Arbitrage Fund Money Making Strategies: Arbitrage funds invest exclusively in equities shares and equity-based schemes such as stock options hence from a taxation perspective they are considered to be equity investments. However, what truly sets Arbitrage funds apart from other types of mutual funds is their strategy of generating profits. Arbitrage fund strategy involves purchase of equities from the capital market along with the simultaneous purchase of a futures contract of the same equity from the futures exchange. Now there are two possibilities in which the fund will make a profit, if price of the security goes up, the fund makes a profit through sale of the equity on the capital market, while making a loss on the futures market.

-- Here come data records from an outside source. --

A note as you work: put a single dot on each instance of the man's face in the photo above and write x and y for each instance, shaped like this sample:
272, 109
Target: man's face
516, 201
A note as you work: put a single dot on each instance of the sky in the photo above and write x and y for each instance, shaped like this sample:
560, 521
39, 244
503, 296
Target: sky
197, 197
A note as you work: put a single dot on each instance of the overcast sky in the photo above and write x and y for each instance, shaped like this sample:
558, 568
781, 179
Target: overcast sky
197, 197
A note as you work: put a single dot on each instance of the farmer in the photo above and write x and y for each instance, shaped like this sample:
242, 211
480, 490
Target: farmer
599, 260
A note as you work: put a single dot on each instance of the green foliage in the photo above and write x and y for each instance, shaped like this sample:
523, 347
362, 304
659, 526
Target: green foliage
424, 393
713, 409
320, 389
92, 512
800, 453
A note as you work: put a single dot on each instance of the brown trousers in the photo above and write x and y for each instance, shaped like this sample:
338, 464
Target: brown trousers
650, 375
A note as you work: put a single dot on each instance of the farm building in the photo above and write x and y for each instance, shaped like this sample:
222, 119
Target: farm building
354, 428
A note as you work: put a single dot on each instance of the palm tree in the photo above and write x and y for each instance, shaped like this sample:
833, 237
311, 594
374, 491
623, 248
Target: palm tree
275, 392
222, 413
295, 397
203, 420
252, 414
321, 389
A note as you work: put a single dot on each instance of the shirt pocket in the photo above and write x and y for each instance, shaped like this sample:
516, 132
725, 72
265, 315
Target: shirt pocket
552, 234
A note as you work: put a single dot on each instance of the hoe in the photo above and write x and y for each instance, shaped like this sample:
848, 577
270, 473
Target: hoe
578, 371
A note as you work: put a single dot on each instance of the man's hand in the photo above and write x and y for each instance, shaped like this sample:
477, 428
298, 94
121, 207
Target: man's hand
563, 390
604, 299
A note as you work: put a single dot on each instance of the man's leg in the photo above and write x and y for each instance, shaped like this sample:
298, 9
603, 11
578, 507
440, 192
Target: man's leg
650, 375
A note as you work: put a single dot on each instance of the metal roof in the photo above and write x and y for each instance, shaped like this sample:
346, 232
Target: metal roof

Alternately, if the price of the security goes does, the fund would make a profit on the futures market, while a loss will be incurred on the capital market. The only time an arbitrage fund would have a problem making a profit using this strategy is when capital markets are trading flat and that is a relatively rare occurrence. Another strategy that an arbitrage fund may follow is buying securities from one exchange and then selling them for a profit on another thereby taking advantage of the price dmuifferential between the two exchanges. However, it is important to note that an arbitrage fund can make a substantial profit only if it conducts hundreds of such arbitrage transactions in a day. One of the key critiques of such funds is thus the fact that they have an extremely high turnover rate as well as a much higher expense ratio as compared to most equity funds. However, if the arbitrage fund is turning a profit even with these apparent drawbacks, it is definitely worth investing in as any capital gains earned on these investments, if held for over 1 year or more prior to redemption/switching are completely tax free.